The Famine Early Warning System (Fewsnet) in a report, noted that the availability of grain was likely to deteriorate from September until the end of the farming season.
“The food security situation in the southern, western and some eastern parts of the country is likely to deteriorate through September and food assistance will be required for the vulnerable households both in rural and urban areas.”
A number of Zanu (PF) ministers announced earlier that Zimbabwe would not accept food aid as this was being used as a tool for regime change.
Earlier this year, Agriculture Minister, Joseph Made announced that the government had banned donor agencies from giving free food while Matabeleland South Governor, Angeline Masuku also said her province, which is drought prone and is among the hardest hit, would reject any food aid.

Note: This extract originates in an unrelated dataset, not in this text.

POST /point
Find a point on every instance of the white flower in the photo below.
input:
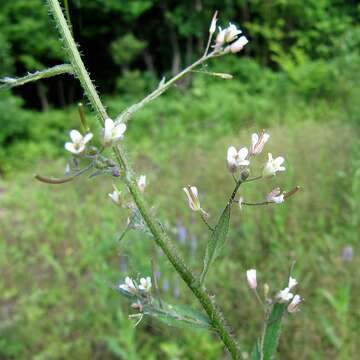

“The cost of living for the majority of poor urban households is likely to remain high, making it difficult for these households to meet their basic food and non food requirements,” Fewsnet warned.
Already there is a food deficit of 416 000 metric tonnes, due to poor imports and harvests.
Zimbabwe has had to rely on food aid since President Robert Mugabe embarked on a chaotic and ill advised land reform programme a decade ago. Thousands of white commercial farmers were pushed off their land, since then the country has experienced successive grain deficits. But Mugabe and his cronies blame this on recurrent droughts and sanctions imposed by the West.